Rather, it exploits the `spark.yarn.archive` property, which points to an archive with jars on the local file
system and is loaded into the various YARN containers. As a result the `spark-gremlin.zip` archive becomes available
as the directory named `+__spark_libs__+` in the YARN containers. The `spark.executor.extraClassPath` and
`spark.yarn.appMasterEnv.CLASSPATH` properties point to the jars inside this directory.

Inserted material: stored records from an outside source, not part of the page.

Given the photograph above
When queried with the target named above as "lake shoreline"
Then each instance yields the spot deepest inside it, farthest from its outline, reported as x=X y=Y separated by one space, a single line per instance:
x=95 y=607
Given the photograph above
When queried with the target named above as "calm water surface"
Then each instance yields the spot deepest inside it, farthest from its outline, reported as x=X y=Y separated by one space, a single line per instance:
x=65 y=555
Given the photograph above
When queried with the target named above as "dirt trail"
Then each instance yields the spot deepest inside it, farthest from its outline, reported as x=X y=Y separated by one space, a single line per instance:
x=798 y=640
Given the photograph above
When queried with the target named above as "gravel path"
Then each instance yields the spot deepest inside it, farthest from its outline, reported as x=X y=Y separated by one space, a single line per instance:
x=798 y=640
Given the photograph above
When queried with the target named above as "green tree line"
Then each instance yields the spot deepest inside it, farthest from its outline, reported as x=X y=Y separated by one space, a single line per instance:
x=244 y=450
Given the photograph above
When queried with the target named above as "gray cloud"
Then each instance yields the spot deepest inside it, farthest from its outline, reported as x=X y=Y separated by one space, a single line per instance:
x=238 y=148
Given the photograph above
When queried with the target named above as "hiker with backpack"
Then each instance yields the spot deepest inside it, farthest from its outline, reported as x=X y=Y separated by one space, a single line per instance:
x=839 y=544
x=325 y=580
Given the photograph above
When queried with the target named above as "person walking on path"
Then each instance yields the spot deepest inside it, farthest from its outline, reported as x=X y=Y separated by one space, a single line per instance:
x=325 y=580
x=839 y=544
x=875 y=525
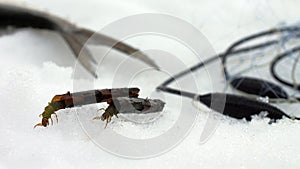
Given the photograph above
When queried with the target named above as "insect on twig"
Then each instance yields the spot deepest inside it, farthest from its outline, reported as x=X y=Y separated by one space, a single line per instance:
x=83 y=98
x=124 y=100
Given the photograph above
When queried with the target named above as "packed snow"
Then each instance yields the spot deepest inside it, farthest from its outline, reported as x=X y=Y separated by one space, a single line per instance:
x=36 y=65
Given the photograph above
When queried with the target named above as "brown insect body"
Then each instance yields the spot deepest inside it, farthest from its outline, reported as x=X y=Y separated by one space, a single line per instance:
x=83 y=98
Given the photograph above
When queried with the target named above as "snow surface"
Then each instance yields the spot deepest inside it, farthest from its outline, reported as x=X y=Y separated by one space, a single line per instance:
x=36 y=65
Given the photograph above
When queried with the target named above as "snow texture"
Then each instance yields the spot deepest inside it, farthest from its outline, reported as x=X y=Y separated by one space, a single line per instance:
x=36 y=65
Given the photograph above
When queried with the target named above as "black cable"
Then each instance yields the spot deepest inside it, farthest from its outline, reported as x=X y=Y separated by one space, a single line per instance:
x=275 y=62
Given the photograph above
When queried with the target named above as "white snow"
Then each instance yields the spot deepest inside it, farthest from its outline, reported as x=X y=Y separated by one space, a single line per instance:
x=36 y=65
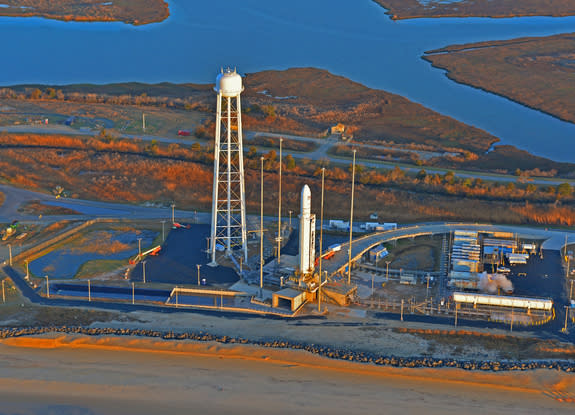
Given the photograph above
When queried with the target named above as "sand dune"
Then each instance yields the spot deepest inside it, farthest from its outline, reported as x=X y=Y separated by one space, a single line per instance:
x=112 y=374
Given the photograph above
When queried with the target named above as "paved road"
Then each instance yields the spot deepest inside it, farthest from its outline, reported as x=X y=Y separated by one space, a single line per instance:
x=320 y=153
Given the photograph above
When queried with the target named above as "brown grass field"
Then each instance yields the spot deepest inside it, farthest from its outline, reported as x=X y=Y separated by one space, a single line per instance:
x=134 y=172
x=536 y=72
x=136 y=12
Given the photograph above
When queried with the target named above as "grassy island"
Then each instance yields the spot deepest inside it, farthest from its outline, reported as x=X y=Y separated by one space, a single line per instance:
x=411 y=9
x=135 y=12
x=536 y=72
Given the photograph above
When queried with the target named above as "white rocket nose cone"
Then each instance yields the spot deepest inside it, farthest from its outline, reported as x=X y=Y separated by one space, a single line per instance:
x=305 y=200
x=305 y=192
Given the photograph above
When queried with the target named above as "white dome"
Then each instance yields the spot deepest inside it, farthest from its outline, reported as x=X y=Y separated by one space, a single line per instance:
x=229 y=83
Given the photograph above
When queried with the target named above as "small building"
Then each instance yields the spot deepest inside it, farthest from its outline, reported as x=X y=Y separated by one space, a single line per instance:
x=377 y=253
x=294 y=299
x=338 y=224
x=339 y=128
x=407 y=279
x=338 y=293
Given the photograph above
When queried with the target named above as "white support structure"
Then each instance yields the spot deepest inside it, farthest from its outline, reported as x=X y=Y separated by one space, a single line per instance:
x=228 y=203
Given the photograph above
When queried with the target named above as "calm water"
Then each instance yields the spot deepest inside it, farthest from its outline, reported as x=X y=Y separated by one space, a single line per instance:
x=65 y=263
x=353 y=38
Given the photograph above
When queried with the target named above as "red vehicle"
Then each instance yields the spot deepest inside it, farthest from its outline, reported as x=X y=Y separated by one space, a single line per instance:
x=329 y=255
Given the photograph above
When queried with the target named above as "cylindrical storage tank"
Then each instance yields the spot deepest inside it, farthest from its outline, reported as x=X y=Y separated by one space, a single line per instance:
x=229 y=84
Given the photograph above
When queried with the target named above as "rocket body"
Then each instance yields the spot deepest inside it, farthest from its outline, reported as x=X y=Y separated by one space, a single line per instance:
x=306 y=233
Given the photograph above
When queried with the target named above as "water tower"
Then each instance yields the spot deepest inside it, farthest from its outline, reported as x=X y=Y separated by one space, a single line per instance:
x=228 y=202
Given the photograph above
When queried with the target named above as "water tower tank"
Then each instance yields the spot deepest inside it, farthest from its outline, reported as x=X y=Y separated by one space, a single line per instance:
x=229 y=83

This is why they contain the `+./__spark_lib__/*+` item. Just because a Spark executor got the archive with
jars loaded into its container, does not mean it knows how to access them.
Also the `HADOOP_GREMLIN_LIBS` mechanism is not used because it can not work for Spark on YARN as implemented (jars
added to the `SparkContext` are not available to the YARN application master).
The `gremlin.spark.persistContext` property is explained in the reference documentation of
link:https://tinkerpop.apache.org/docs/x.y.z/reference/#sparkgraphcomputer[SparkGraphComputer]: it helps in getting
follow-up OLAP queries answered faster, because you skip the overhead for getting resources from YARN.
=== Additional configuration options
This recipe does most of the graph configuration in the Gremlin Console so that environment variables can be used and
the chance of configuration mistakes is minimal. Once you have your setup working, it is probably easier to make a copy
of the `conf/hadoop/hadoop-gryo.properties` file and put the property values specific to your environment there. This is
also the right moment to take a look at the `spark-defaults.xml` file of your cluster, in particular the settings for
the https://spark.apache.org/docs/latest/monitoring.html[Spark History Service], which allows you to access logs of
finished applications via the YARN resource manager UI.
This recipe uses the Gremlin Console, but things should not be very different for your own JVM-based application,
as long as you do not use the `spark-submit` or `spark-shell` commands. You will also want to check the additional
runtime dependencies listed in the `Gremlin-Plugin-Dependencies` section of the manifest file in the `spark-gremlin`
jar.
You may not like the idea that the Hadoop and Spark jars from the TinkerPop distribution differ from the versions in
your cluster. If so, just build TinkerPop from source with the corresponding dependencies changed in the various `pom.xml`
files (e.g. `spark-core_2.11-2.2.0-some-vendor.jar` instead of `spark-core_2.11-2.2.0.jar`). Of course, TinkerPop will
only build for exactly matching or slightly differing artifact versions.